First Union National Bank v. Margo Farms Del Caribe, Inc.

875 F. Supp. 73, 1995 U.S. Dist. LEXIS 1321, 1995 WL 61337
CourtDistrict Court, D. Puerto Rico
DecidedFebruary 2, 1995
DocketCiv. No. 92-1206 (JP)
StatusPublished

This text of 875 F. Supp. 73 (First Union National Bank v. Margo Farms Del Caribe, Inc.) is published on Counsel Stack Legal Research, covering District Court, D. Puerto Rico primary law. Counsel Stack provides free access to over 12 million legal documents including statutes, case law, regulations, and constitutions.

Bluebook
First Union National Bank v. Margo Farms Del Caribe, Inc., 875 F. Supp. 73, 1995 U.S. Dist. LEXIS 1321, 1995 WL 61337 (prd 1995).

Opinion

OPINION AND ORDER

PIERAS, District Judge.

The Court has before it plaintiffs motion to stay the proceedings (docket No. 92), defendant’s opposition (docket No. 94), and the respective supplements to these motions. First Union National Bank of Florida (“First Union”) initiated this action against Margo Farms del Caribe, Inc. (“Caribe”) to foreclose assets which Caribe offered as a guarantee on a loan to its parent corporation, Margo Nursery Farms, Inc. (“Margo Nursery”). Caribe then filed a counterclaim alleging that First Union had tortiously interfered with Caribe and Margo Nursery’s business transactions. A parallel action for the collection of monies from Margo Nursery, filed before the ease at bar, is being litigated in Florida State Court. First Union subsequently amended the Florida action to include Caribe, and Caribe answered by including in the Florida action the counterclaim filed in this action. Due to the perfect identity of issues and parties between the Florida and the present action, the plaintiff requests the Court to stay this action until the parallel litigation in Florida is completed. For the reasons set forth below, the motion to stay is hereby GRANTED.

I. Background

Margo Nursery obtained a loan from Southeast Bank in excess of four million dollars ($4,000,000.00), for which it pledged its land, plant inventory, as well as other assets in Miami, Florida, as collateral for the loan.1 Southeast Bank also obtained guarantees on the loan from different entities affiliated with Margo Nursery, including Caribe, one of Margo Nursery’s subsidiaries. Caribe offered to Southeast Bank its plant inventory, land, and accounts receivable in Puerto Rico as collateral for Margo Nursery’s loan. First Union is now the owner of the loan made to Margo Nursery after it acquired the loan from the Federal Deposit Insurance Corporation, in its capacity as receiver for Southeast Bank.

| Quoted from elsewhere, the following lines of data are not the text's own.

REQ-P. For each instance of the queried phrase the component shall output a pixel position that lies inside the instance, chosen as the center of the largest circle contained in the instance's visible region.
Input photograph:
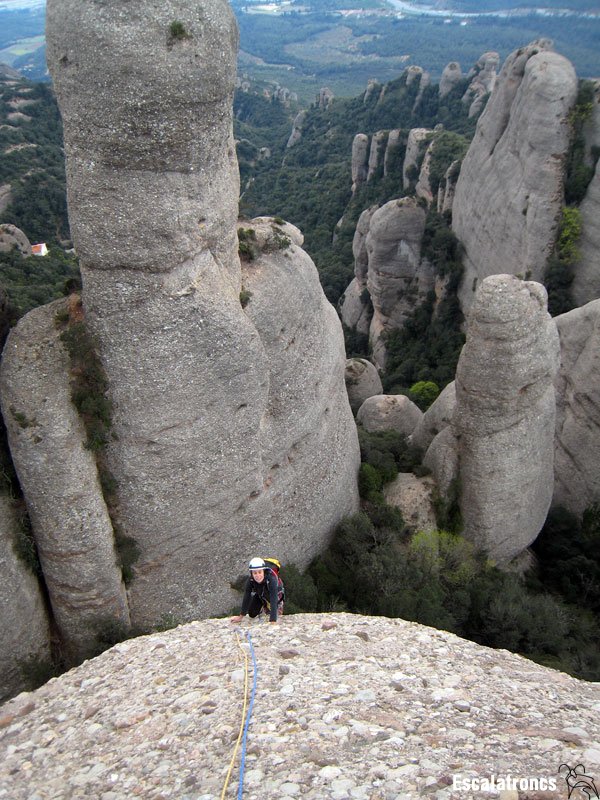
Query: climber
(264, 591)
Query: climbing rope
(237, 744)
(246, 715)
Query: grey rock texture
(297, 125)
(5, 196)
(442, 458)
(373, 87)
(505, 415)
(24, 633)
(509, 193)
(414, 73)
(197, 391)
(355, 310)
(375, 151)
(360, 157)
(389, 412)
(398, 279)
(586, 281)
(447, 188)
(368, 708)
(451, 77)
(591, 128)
(414, 147)
(362, 381)
(577, 453)
(393, 143)
(59, 478)
(325, 97)
(359, 245)
(483, 79)
(11, 236)
(423, 187)
(413, 496)
(437, 417)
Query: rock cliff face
(360, 153)
(59, 479)
(297, 125)
(505, 415)
(10, 237)
(416, 139)
(362, 381)
(509, 193)
(577, 453)
(451, 77)
(389, 412)
(397, 279)
(586, 283)
(483, 79)
(24, 633)
(367, 707)
(232, 432)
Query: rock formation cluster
(231, 430)
(368, 708)
(505, 415)
(509, 194)
(396, 276)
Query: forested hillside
(32, 180)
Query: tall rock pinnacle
(509, 195)
(198, 385)
(505, 414)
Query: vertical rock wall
(577, 454)
(509, 194)
(145, 91)
(24, 633)
(505, 414)
(59, 479)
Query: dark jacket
(267, 591)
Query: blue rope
(248, 715)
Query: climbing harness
(246, 715)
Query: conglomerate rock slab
(58, 474)
(346, 706)
(146, 95)
(151, 169)
(25, 632)
(505, 415)
(577, 453)
(509, 195)
(398, 279)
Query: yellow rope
(237, 744)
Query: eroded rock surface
(451, 77)
(505, 415)
(437, 417)
(362, 381)
(586, 281)
(59, 479)
(360, 155)
(398, 279)
(389, 412)
(367, 707)
(577, 454)
(509, 194)
(198, 391)
(24, 633)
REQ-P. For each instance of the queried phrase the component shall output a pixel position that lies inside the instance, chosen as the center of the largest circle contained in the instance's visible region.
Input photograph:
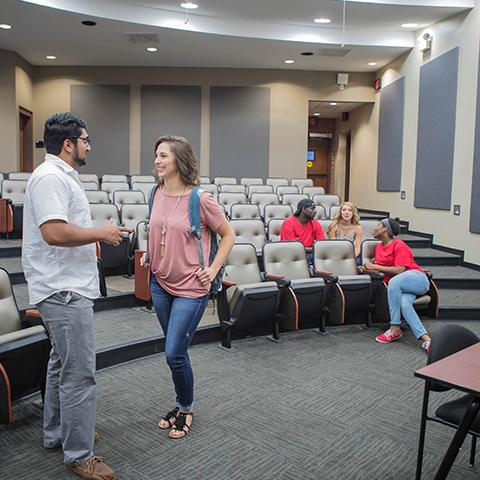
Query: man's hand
(206, 275)
(112, 234)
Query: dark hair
(58, 128)
(184, 156)
(394, 225)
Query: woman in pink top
(179, 287)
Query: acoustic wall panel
(239, 131)
(390, 137)
(436, 132)
(475, 205)
(106, 109)
(169, 110)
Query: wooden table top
(460, 370)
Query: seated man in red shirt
(303, 227)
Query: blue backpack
(196, 231)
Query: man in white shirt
(59, 261)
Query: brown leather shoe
(93, 469)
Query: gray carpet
(311, 407)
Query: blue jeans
(179, 318)
(402, 291)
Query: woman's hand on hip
(206, 275)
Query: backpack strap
(194, 216)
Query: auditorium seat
(292, 199)
(244, 211)
(89, 177)
(263, 199)
(275, 182)
(142, 179)
(301, 182)
(19, 176)
(246, 302)
(88, 185)
(274, 227)
(426, 304)
(311, 191)
(326, 201)
(228, 199)
(120, 197)
(24, 350)
(259, 189)
(250, 231)
(114, 178)
(111, 187)
(225, 180)
(276, 211)
(303, 297)
(228, 188)
(286, 189)
(251, 181)
(349, 299)
(97, 196)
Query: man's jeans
(70, 396)
(179, 318)
(402, 291)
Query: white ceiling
(220, 33)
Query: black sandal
(170, 418)
(181, 425)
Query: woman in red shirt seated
(405, 280)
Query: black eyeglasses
(86, 140)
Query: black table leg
(457, 441)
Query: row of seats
(289, 295)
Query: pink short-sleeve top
(176, 270)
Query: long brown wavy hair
(338, 217)
(186, 162)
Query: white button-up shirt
(54, 192)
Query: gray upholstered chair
(352, 300)
(303, 297)
(244, 211)
(246, 303)
(24, 350)
(426, 304)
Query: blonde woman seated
(346, 226)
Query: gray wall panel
(436, 132)
(106, 109)
(239, 131)
(169, 110)
(475, 205)
(390, 137)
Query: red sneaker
(388, 337)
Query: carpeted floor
(311, 407)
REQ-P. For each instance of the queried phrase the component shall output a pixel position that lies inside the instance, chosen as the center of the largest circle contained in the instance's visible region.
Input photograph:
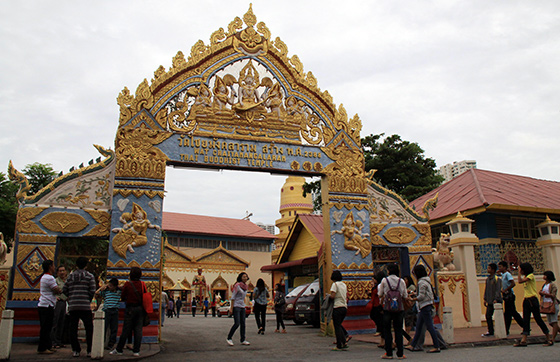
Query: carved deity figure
(133, 233)
(3, 249)
(199, 285)
(354, 239)
(443, 256)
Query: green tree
(401, 167)
(8, 207)
(39, 175)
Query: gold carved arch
(243, 85)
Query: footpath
(464, 337)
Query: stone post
(98, 342)
(499, 323)
(462, 240)
(447, 325)
(6, 332)
(549, 240)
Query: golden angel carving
(133, 232)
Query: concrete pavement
(187, 336)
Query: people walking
(80, 288)
(48, 289)
(411, 314)
(392, 291)
(492, 294)
(239, 292)
(206, 306)
(508, 296)
(59, 309)
(260, 297)
(213, 306)
(530, 304)
(131, 294)
(425, 298)
(178, 305)
(111, 295)
(279, 306)
(549, 293)
(170, 308)
(163, 304)
(338, 294)
(193, 306)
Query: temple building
(203, 254)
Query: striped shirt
(80, 288)
(111, 299)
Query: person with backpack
(279, 307)
(425, 299)
(392, 291)
(338, 294)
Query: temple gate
(241, 103)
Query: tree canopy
(39, 176)
(401, 166)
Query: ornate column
(549, 240)
(462, 240)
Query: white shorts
(553, 318)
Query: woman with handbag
(260, 297)
(134, 313)
(530, 303)
(549, 304)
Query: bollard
(499, 323)
(447, 325)
(98, 342)
(6, 332)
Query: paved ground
(204, 339)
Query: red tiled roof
(210, 225)
(476, 188)
(314, 224)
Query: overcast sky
(464, 79)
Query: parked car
(291, 299)
(308, 305)
(224, 309)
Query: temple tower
(292, 203)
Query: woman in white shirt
(338, 293)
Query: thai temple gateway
(240, 101)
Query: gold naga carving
(136, 155)
(133, 232)
(64, 222)
(399, 235)
(32, 267)
(354, 238)
(25, 223)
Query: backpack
(392, 302)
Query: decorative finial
(249, 18)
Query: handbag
(548, 308)
(147, 300)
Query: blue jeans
(112, 324)
(425, 318)
(397, 318)
(338, 317)
(238, 320)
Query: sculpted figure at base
(443, 256)
(133, 233)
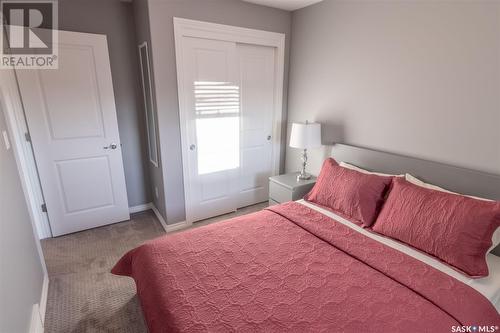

Margo Nursery encountered serious financial difficulties and was therefore unable to pay its debt to First Union. The financial difficulties stemmed from the fact that the Margo entities (Margo Nursery and Caribe) used a fungicide called Benlate which they bought from E.I. DuPont De Nemours & Company (“Dupont”). This fungicide destroyed the Margo entities’ plant inventories in Miami and Puerto Rico. Since Dupont’s fungicide destroyed the plants, Margo Nursery asked Dupont to assist the Margo entities by providing them with payments that would cover operating costs, including loan [75]*75payments. By August of 1991 Margo Nursery told Dupont that it was in default on the First Union loan. Margo Nursery and First Union attempted to renegotiate a payment plan that would be acceptable to both parties. Negotiations, however, proved unsuccessful.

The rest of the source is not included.